Keep in mind that we're not just talking about the performance of many
transactions at once. There is self-limiting behavior here (as there is in
the loss of I/O sorting inherent in the use of tagged queueing) that kicks in
at a certain point. A critical problem is what it does to performance in the
presence of a *small* set of transactions, as is typical for, say, a desktop
system.
> I've often argued that it's pointless to do the wrong thing quickly,
> but people should at least know the tradeoffs.
You're assuming in that statement that systems are currently doing "the wrong
thing." To make such an assertion, though, you would have to define what
"the wrong thing" is.
ATA disks, for example, guarantee (as strongly as they make any other
guarantee, including whether you'll be able to read back the data at all)
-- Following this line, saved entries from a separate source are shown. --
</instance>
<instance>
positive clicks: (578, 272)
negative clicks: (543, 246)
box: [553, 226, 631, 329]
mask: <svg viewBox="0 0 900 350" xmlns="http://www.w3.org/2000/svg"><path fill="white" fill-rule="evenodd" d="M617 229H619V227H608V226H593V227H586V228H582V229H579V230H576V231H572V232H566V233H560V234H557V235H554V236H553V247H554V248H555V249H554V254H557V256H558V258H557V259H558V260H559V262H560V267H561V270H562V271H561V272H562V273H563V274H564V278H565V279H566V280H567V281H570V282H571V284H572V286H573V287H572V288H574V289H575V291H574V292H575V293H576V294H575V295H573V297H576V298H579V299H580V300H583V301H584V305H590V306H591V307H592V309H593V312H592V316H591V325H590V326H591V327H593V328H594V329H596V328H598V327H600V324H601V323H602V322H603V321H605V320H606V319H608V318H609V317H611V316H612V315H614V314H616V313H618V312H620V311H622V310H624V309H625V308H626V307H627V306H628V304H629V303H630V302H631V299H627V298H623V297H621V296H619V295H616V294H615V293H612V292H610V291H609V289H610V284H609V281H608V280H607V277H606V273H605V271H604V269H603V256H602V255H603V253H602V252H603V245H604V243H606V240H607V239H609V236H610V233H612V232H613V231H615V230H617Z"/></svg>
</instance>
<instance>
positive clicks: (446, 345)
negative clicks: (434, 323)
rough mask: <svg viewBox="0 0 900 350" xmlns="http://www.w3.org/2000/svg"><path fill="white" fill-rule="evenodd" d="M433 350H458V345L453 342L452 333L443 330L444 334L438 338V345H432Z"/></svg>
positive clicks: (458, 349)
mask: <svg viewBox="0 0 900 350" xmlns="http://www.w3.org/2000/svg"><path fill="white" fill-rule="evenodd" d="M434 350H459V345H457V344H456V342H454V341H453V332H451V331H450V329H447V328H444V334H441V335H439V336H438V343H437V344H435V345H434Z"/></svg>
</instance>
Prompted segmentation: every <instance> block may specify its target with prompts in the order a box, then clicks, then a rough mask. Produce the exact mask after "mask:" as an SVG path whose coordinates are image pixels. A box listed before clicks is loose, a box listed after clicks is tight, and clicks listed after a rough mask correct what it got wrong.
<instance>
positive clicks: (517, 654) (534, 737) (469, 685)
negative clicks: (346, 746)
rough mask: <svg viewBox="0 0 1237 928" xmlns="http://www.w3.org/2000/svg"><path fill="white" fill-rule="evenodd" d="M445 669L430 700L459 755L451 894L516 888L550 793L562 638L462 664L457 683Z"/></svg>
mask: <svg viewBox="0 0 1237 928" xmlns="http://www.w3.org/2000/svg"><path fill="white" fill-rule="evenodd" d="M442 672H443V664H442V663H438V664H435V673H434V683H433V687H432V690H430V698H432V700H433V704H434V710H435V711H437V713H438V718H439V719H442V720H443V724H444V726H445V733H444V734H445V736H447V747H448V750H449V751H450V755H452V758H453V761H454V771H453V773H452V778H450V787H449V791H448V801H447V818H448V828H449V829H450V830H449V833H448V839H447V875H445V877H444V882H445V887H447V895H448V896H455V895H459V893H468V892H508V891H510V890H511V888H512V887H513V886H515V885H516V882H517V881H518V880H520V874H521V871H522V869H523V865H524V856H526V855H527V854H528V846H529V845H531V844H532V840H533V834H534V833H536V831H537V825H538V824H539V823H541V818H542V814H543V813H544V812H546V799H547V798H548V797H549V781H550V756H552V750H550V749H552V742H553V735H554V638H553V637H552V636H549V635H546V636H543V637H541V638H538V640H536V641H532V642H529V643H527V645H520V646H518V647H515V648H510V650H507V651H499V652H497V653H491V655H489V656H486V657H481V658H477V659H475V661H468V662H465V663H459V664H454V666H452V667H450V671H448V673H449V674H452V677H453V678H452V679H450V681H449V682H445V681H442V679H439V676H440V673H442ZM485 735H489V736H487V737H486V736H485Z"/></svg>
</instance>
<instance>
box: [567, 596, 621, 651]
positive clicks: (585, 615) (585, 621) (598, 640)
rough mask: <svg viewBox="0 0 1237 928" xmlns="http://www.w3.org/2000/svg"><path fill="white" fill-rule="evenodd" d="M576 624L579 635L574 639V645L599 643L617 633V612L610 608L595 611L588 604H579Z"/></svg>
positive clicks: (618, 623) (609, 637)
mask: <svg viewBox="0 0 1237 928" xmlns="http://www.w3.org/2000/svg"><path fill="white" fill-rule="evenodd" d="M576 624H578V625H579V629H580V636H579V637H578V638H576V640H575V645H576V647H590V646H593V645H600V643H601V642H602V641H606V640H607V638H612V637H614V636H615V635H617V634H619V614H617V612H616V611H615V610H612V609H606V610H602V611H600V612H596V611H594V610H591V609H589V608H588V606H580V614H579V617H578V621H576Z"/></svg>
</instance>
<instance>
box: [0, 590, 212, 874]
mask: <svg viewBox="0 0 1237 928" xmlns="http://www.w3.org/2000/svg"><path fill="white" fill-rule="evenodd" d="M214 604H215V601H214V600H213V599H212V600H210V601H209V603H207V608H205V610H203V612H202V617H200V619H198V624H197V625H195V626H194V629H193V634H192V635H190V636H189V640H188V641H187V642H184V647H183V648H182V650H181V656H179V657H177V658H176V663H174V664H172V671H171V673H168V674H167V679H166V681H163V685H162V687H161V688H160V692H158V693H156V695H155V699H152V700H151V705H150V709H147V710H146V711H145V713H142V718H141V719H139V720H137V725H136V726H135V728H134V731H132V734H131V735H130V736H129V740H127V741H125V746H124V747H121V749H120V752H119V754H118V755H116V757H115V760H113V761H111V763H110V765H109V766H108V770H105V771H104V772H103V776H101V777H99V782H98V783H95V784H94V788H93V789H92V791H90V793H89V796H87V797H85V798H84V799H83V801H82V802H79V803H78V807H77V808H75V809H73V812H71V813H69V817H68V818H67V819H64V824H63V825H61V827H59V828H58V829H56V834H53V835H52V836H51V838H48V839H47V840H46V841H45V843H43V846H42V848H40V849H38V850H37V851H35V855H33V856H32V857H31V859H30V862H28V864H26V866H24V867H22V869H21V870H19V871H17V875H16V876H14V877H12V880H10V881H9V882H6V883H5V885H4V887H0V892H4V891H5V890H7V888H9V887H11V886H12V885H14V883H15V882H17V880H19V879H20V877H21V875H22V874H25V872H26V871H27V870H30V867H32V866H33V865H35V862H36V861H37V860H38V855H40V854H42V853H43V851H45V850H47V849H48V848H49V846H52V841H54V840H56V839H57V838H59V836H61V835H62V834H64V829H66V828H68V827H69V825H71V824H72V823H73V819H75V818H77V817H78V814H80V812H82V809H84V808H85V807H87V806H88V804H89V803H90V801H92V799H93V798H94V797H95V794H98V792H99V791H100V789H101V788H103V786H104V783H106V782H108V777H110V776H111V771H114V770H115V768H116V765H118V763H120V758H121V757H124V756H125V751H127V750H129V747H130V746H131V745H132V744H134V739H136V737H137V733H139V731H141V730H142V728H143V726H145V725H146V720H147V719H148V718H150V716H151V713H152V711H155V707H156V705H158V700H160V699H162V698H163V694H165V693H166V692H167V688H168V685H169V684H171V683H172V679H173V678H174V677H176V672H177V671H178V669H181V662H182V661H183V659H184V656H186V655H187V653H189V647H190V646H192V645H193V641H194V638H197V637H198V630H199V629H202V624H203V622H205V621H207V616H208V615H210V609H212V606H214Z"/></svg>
that all blocks cached for writing will eventually be written out, even if
they have to be spared to do so. Yes, there are things that violate this
guarantee -- mostly having to do with catastrophic failures that would make
the drive unreadable anyway. The one major exception is power loss, but most
"critical" systems have backup power.
The fundamental question here is what risk you're willing to trade off for
what performance. In general, the actual risk is quite low, and users would
rather have excellent performance. Large systems have backup power and
backups. They're not concerned with this level of nit-picking.
And for those that are concerned with this level of detail... we have much
bigger problems in our file system code that need to be solved first.